Indiana's public education leadership seems to be determined to assure that Hoosier kids are on the right path for success from an early age.
Recent measures to address the concern include a pilot program for pre-kindergarten education, and the IREAD exam, which requires that third-graders master a third-grade reading level before they're promoted to fourth grade.
Last week, state Superintendent of Public Instruction Jennifer McCormick proposed another measure to boost elementary school education. She advocated changing the compulsory age for attending school from 7 to 5.
In Herald Bulletin news reports on McCormick's proposal, three local educators and the head of the Indiana State Teachers Association supported the idea.
As it stands, the vast majority of Hoosier children enroll for kindergarten at age 5, but it's not mandatory. Jan Koeniger, Anderson Community Schools assistant superintendent for elementary education, noted that about 92 percent of ACS kids attend kindergarten, lagging a bit behind the state average of about 95 percent.

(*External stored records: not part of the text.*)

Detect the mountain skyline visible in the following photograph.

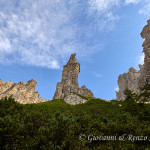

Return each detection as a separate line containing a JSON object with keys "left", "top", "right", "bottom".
{"left": 0, "top": 0, "right": 149, "bottom": 100}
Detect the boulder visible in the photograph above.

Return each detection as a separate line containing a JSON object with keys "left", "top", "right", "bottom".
{"left": 64, "top": 93, "right": 87, "bottom": 105}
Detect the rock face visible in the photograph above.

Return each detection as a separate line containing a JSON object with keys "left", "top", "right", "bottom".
{"left": 116, "top": 67, "right": 141, "bottom": 100}
{"left": 64, "top": 93, "right": 87, "bottom": 105}
{"left": 138, "top": 20, "right": 150, "bottom": 88}
{"left": 116, "top": 20, "right": 150, "bottom": 100}
{"left": 78, "top": 85, "right": 93, "bottom": 97}
{"left": 0, "top": 79, "right": 47, "bottom": 104}
{"left": 53, "top": 53, "right": 93, "bottom": 102}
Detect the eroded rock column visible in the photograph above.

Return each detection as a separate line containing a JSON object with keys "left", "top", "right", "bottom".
{"left": 53, "top": 53, "right": 93, "bottom": 100}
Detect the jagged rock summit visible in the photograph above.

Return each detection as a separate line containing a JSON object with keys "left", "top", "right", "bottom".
{"left": 0, "top": 54, "right": 93, "bottom": 105}
{"left": 116, "top": 19, "right": 150, "bottom": 100}
{"left": 53, "top": 53, "right": 93, "bottom": 104}
{"left": 116, "top": 67, "right": 141, "bottom": 100}
{"left": 0, "top": 79, "right": 47, "bottom": 104}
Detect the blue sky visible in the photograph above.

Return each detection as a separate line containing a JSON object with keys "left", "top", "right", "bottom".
{"left": 0, "top": 0, "right": 149, "bottom": 100}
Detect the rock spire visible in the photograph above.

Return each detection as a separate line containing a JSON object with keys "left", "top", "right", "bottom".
{"left": 53, "top": 53, "right": 93, "bottom": 100}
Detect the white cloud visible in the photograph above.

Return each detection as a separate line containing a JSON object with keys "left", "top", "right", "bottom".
{"left": 0, "top": 0, "right": 121, "bottom": 68}
{"left": 0, "top": 0, "right": 80, "bottom": 68}
{"left": 138, "top": 53, "right": 144, "bottom": 65}
{"left": 88, "top": 0, "right": 120, "bottom": 31}
{"left": 139, "top": 1, "right": 150, "bottom": 16}
{"left": 114, "top": 87, "right": 119, "bottom": 92}
{"left": 125, "top": 0, "right": 150, "bottom": 16}
{"left": 1, "top": 0, "right": 149, "bottom": 69}
{"left": 125, "top": 0, "right": 140, "bottom": 5}
{"left": 89, "top": 0, "right": 119, "bottom": 13}
{"left": 92, "top": 72, "right": 102, "bottom": 78}
{"left": 0, "top": 37, "right": 11, "bottom": 53}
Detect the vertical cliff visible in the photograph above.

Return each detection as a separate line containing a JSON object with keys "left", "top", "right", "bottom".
{"left": 116, "top": 67, "right": 141, "bottom": 100}
{"left": 116, "top": 20, "right": 150, "bottom": 100}
{"left": 138, "top": 19, "right": 150, "bottom": 88}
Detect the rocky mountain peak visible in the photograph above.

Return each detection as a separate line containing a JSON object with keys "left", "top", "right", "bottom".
{"left": 26, "top": 79, "right": 37, "bottom": 89}
{"left": 53, "top": 53, "right": 93, "bottom": 102}
{"left": 67, "top": 53, "right": 77, "bottom": 64}
{"left": 141, "top": 19, "right": 150, "bottom": 39}
{"left": 117, "top": 19, "right": 150, "bottom": 101}
{"left": 0, "top": 79, "right": 47, "bottom": 104}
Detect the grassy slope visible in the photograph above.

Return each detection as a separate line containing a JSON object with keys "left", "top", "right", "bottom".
{"left": 1, "top": 96, "right": 150, "bottom": 149}
{"left": 24, "top": 98, "right": 123, "bottom": 117}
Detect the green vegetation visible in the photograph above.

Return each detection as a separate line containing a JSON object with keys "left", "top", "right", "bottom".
{"left": 1, "top": 85, "right": 150, "bottom": 149}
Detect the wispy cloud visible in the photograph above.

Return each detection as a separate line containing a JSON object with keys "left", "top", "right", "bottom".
{"left": 0, "top": 0, "right": 122, "bottom": 69}
{"left": 0, "top": 0, "right": 76, "bottom": 69}
{"left": 0, "top": 37, "right": 11, "bottom": 53}
{"left": 114, "top": 87, "right": 119, "bottom": 92}
{"left": 92, "top": 72, "right": 102, "bottom": 78}
{"left": 125, "top": 0, "right": 150, "bottom": 16}
{"left": 1, "top": 0, "right": 149, "bottom": 69}
{"left": 138, "top": 1, "right": 150, "bottom": 16}
{"left": 88, "top": 0, "right": 120, "bottom": 31}
{"left": 125, "top": 0, "right": 140, "bottom": 5}
{"left": 137, "top": 53, "right": 144, "bottom": 65}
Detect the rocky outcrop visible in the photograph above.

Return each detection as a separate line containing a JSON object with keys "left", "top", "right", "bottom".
{"left": 53, "top": 53, "right": 93, "bottom": 101}
{"left": 78, "top": 85, "right": 93, "bottom": 97}
{"left": 0, "top": 79, "right": 47, "bottom": 104}
{"left": 116, "top": 67, "right": 141, "bottom": 100}
{"left": 116, "top": 19, "right": 150, "bottom": 100}
{"left": 138, "top": 20, "right": 150, "bottom": 88}
{"left": 64, "top": 93, "right": 87, "bottom": 105}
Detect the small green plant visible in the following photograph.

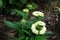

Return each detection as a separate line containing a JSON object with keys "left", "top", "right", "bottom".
{"left": 4, "top": 11, "right": 52, "bottom": 40}
{"left": 0, "top": 0, "right": 52, "bottom": 40}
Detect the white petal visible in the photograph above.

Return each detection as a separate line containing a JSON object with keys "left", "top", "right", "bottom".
{"left": 32, "top": 11, "right": 44, "bottom": 17}
{"left": 39, "top": 26, "right": 46, "bottom": 35}
{"left": 31, "top": 24, "right": 38, "bottom": 35}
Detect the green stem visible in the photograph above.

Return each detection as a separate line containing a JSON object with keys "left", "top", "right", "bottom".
{"left": 21, "top": 23, "right": 24, "bottom": 36}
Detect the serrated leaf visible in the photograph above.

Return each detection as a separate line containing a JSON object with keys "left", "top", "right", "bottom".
{"left": 4, "top": 21, "right": 18, "bottom": 29}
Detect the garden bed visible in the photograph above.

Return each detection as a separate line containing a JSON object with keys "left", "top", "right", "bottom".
{"left": 0, "top": 0, "right": 59, "bottom": 40}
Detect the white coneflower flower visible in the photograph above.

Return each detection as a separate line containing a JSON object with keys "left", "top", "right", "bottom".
{"left": 31, "top": 21, "right": 46, "bottom": 35}
{"left": 32, "top": 11, "right": 44, "bottom": 17}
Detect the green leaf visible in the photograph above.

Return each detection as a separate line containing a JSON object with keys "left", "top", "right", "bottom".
{"left": 9, "top": 0, "right": 13, "bottom": 4}
{"left": 11, "top": 9, "right": 29, "bottom": 19}
{"left": 13, "top": 36, "right": 25, "bottom": 40}
{"left": 11, "top": 10, "right": 16, "bottom": 15}
{"left": 0, "top": 0, "right": 3, "bottom": 8}
{"left": 35, "top": 35, "right": 47, "bottom": 40}
{"left": 25, "top": 37, "right": 29, "bottom": 40}
{"left": 4, "top": 21, "right": 18, "bottom": 29}
{"left": 23, "top": 30, "right": 32, "bottom": 36}
{"left": 45, "top": 31, "right": 53, "bottom": 35}
{"left": 20, "top": 0, "right": 27, "bottom": 4}
{"left": 30, "top": 38, "right": 34, "bottom": 40}
{"left": 11, "top": 9, "right": 23, "bottom": 16}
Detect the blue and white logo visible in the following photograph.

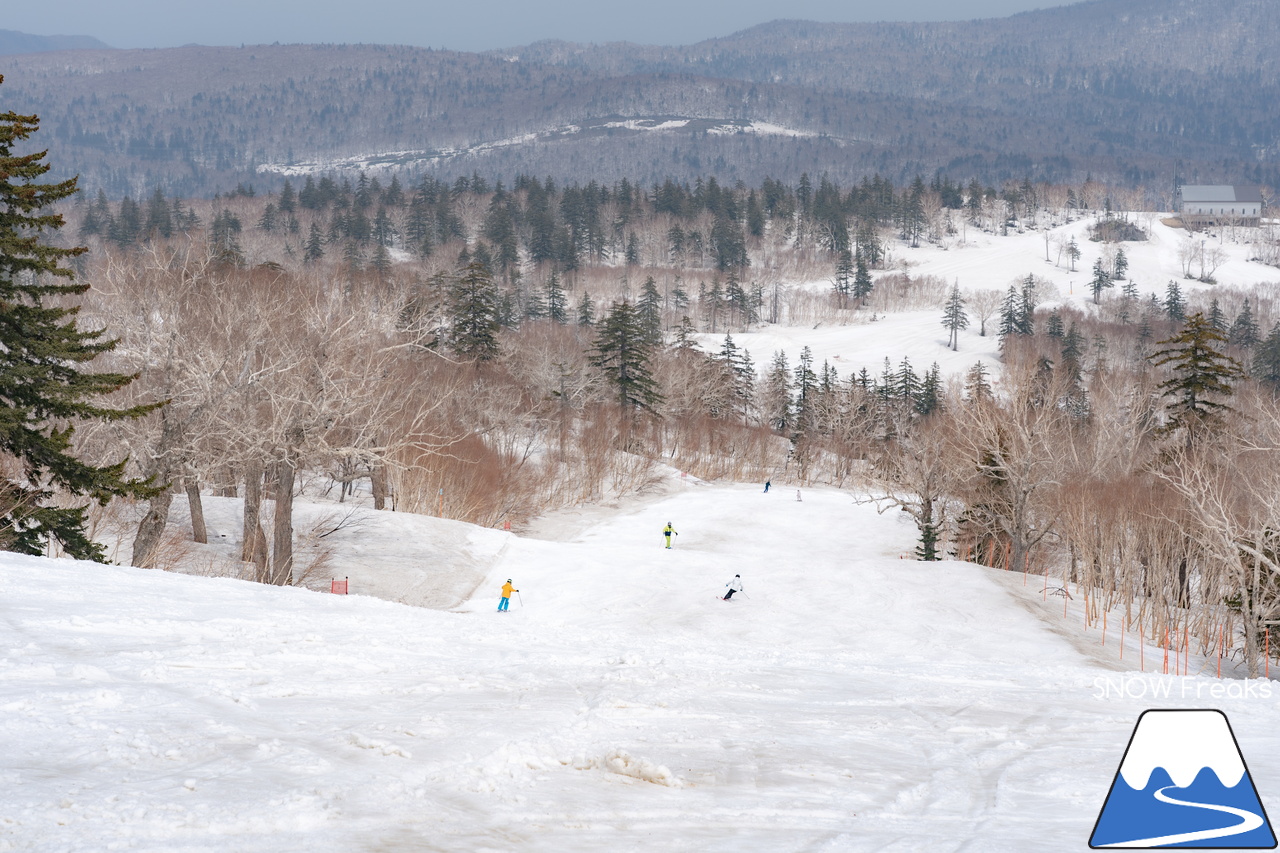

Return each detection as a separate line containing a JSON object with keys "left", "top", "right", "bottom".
{"left": 1091, "top": 709, "right": 1276, "bottom": 848}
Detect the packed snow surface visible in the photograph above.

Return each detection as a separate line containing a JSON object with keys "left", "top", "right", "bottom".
{"left": 4, "top": 481, "right": 1279, "bottom": 851}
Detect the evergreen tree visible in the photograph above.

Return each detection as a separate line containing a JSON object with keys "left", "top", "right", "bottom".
{"left": 448, "top": 260, "right": 501, "bottom": 361}
{"left": 833, "top": 248, "right": 853, "bottom": 309}
{"left": 373, "top": 207, "right": 395, "bottom": 247}
{"left": 900, "top": 176, "right": 926, "bottom": 247}
{"left": 724, "top": 269, "right": 756, "bottom": 330}
{"left": 278, "top": 179, "right": 297, "bottom": 213}
{"left": 1089, "top": 258, "right": 1113, "bottom": 304}
{"left": 1149, "top": 313, "right": 1244, "bottom": 446}
{"left": 671, "top": 281, "right": 689, "bottom": 312}
{"left": 1255, "top": 323, "right": 1280, "bottom": 388}
{"left": 941, "top": 283, "right": 969, "bottom": 350}
{"left": 341, "top": 240, "right": 364, "bottom": 274}
{"left": 896, "top": 357, "right": 921, "bottom": 404}
{"left": 0, "top": 84, "right": 157, "bottom": 559}
{"left": 144, "top": 187, "right": 172, "bottom": 238}
{"left": 792, "top": 346, "right": 819, "bottom": 437}
{"left": 965, "top": 361, "right": 993, "bottom": 402}
{"left": 1230, "top": 299, "right": 1260, "bottom": 349}
{"left": 1045, "top": 309, "right": 1065, "bottom": 339}
{"left": 1137, "top": 311, "right": 1154, "bottom": 351}
{"left": 303, "top": 222, "right": 325, "bottom": 263}
{"left": 672, "top": 316, "right": 698, "bottom": 355}
{"left": 256, "top": 202, "right": 278, "bottom": 233}
{"left": 371, "top": 242, "right": 392, "bottom": 277}
{"left": 589, "top": 300, "right": 662, "bottom": 412}
{"left": 110, "top": 196, "right": 142, "bottom": 246}
{"left": 79, "top": 188, "right": 112, "bottom": 238}
{"left": 998, "top": 284, "right": 1020, "bottom": 345}
{"left": 543, "top": 271, "right": 568, "bottom": 324}
{"left": 852, "top": 249, "right": 873, "bottom": 301}
{"left": 1110, "top": 279, "right": 1136, "bottom": 324}
{"left": 210, "top": 209, "right": 243, "bottom": 265}
{"left": 1112, "top": 246, "right": 1128, "bottom": 280}
{"left": 762, "top": 351, "right": 792, "bottom": 433}
{"left": 1061, "top": 323, "right": 1085, "bottom": 376}
{"left": 916, "top": 363, "right": 943, "bottom": 416}
{"left": 1018, "top": 275, "right": 1037, "bottom": 335}
{"left": 637, "top": 276, "right": 663, "bottom": 346}
{"left": 1207, "top": 298, "right": 1226, "bottom": 331}
{"left": 1164, "top": 280, "right": 1186, "bottom": 323}
{"left": 716, "top": 334, "right": 755, "bottom": 421}
{"left": 576, "top": 292, "right": 596, "bottom": 327}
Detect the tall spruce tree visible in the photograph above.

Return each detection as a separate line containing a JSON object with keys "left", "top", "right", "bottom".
{"left": 589, "top": 300, "right": 662, "bottom": 412}
{"left": 833, "top": 248, "right": 853, "bottom": 309}
{"left": 791, "top": 346, "right": 819, "bottom": 438}
{"left": 852, "top": 249, "right": 873, "bottom": 301}
{"left": 447, "top": 260, "right": 501, "bottom": 361}
{"left": 1089, "top": 258, "right": 1113, "bottom": 304}
{"left": 941, "top": 283, "right": 968, "bottom": 350}
{"left": 1230, "top": 299, "right": 1260, "bottom": 350}
{"left": 1255, "top": 323, "right": 1280, "bottom": 389}
{"left": 637, "top": 276, "right": 663, "bottom": 346}
{"left": 0, "top": 81, "right": 157, "bottom": 559}
{"left": 762, "top": 351, "right": 792, "bottom": 433}
{"left": 543, "top": 271, "right": 568, "bottom": 324}
{"left": 1164, "top": 280, "right": 1186, "bottom": 323}
{"left": 1149, "top": 313, "right": 1244, "bottom": 447}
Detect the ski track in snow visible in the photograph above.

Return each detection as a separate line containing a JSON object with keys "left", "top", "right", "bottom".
{"left": 4, "top": 483, "right": 1279, "bottom": 851}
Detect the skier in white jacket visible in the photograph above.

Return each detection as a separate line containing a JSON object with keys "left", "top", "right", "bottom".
{"left": 722, "top": 574, "right": 744, "bottom": 600}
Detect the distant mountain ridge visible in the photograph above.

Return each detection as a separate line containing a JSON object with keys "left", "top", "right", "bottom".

Getting many of the students whose parents have chosen not to send them to kindergarten enrolled could help them to keep up with their peers and be better prepared to meet more rigorous academic standards when they get into middle school and high school.
Any move to lower the compulsory age for education, though, should take into account that children develop and mature at different rates. Parents should have the discretion to opt out of sending kids to school at age 5. Parents will usually know what their children are ready for and be the best judge of whether they should wait a year to start school.
Also, McCormick and the state's other public school leaders should take into account the most recent research on the best age to start school. Some studies have suggested that 5 years of age might be too young.
Some state legislators are concerned about the increase in funding — an estimated $12.4 million annually — that would be needed to provide education for more 5-year-olds in school.
But if McCormick can show that the preponderance of research supports the idea of compulsory education for 5-year-olds, it would be money well spent.